While I understand your cynicism in this case and i often share it, it is not for me or you for that matter, to decide not to intervene. This is a decision soley for the parents or proxy. Even if his death helped one person it helps to ease the suffering of the family. I have seen it first hand.

exposed gray matter and blood in the lungs does not make for a good donor (except for bone/cornea, and you don't have to keep them intubated for that).

the force of impact to reveal gray matter is not compatible with life, and therefore you are just keeping a brainstem alive.

etomidate is useless for many reasons

your only choice is a cric... but what a waste of time in the field. I would just bag-valve mask and transport to the hospital and hopefully the pt would expire en-route...

While I understand your cynicism in this case and i often share it, it is not for me or you for that matter, to decide to euthanize. This is a decision soley for the parents or proxy. Even if his death helped one person it helps to ease the suffering of the family. I have seen it first hand.

Euthanasia? By not intervening? Maybe negiligent, but it probably wouldn't hold up, in that situation. Certainly not euthanizing, though.

Specializes in I know stuff ;).

Good point lemur

I suppose it isnt active but it is contributing to the death be choice. Still not acceptable in anycase! I edited the post to make more sense.
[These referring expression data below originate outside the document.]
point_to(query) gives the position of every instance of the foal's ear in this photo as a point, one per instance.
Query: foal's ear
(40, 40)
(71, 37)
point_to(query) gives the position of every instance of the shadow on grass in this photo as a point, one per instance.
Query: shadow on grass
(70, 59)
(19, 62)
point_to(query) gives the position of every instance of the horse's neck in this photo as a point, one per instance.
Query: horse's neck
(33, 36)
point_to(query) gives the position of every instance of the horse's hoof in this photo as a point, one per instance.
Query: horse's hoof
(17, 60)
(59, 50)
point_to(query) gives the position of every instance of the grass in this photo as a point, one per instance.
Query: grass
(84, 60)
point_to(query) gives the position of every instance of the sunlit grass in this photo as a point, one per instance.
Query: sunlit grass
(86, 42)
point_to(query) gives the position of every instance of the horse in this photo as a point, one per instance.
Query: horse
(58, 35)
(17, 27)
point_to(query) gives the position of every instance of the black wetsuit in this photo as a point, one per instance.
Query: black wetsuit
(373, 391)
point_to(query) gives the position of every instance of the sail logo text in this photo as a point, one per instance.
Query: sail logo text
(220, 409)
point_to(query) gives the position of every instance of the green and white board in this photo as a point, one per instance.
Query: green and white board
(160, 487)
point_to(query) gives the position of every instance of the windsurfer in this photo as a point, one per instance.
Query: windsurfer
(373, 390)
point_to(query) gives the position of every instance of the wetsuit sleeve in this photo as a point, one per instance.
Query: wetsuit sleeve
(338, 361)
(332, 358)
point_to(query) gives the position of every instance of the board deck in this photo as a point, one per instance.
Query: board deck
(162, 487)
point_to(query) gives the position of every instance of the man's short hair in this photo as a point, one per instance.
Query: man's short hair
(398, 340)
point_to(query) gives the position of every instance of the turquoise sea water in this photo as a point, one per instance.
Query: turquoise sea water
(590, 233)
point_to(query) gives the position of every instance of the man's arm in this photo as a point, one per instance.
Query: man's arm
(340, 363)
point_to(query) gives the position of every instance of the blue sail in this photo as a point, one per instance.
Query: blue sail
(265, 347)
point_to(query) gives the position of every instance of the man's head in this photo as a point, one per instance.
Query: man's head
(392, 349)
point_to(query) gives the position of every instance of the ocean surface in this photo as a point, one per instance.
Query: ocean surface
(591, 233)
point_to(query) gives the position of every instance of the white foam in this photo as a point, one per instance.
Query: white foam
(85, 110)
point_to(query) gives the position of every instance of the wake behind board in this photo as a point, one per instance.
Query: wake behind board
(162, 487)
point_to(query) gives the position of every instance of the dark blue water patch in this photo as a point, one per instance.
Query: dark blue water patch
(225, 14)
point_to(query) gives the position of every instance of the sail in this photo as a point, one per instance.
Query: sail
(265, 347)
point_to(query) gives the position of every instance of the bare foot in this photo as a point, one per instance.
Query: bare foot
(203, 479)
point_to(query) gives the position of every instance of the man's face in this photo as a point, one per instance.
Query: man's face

Euthanasia? By not intervening? Maybe negiligent, but it probably wouldn't hold up, in that situation. Certainly not euthanizing, though.

in the OR cric...

in the field, have someone do a chest compression and intubate the bubble.

d

Specializes in I know stuff ;).

heh

It isnt that simple when a patient has trismus. Secondly, the ground medics had made an attempt twice before arrival. The most correct answer here is cric due to the circumstances. The patient was not pulseless with sats in the 70's, spending the time to do chest compressions, force open the jaw to intubate and make more attempts is really contraindicated. The field is a whole different place ;)

in the OR cric...

in the field, have someone do a chest compression and intubate the bubble.

d

Mike,

Excellent post, i hope you will do more like these.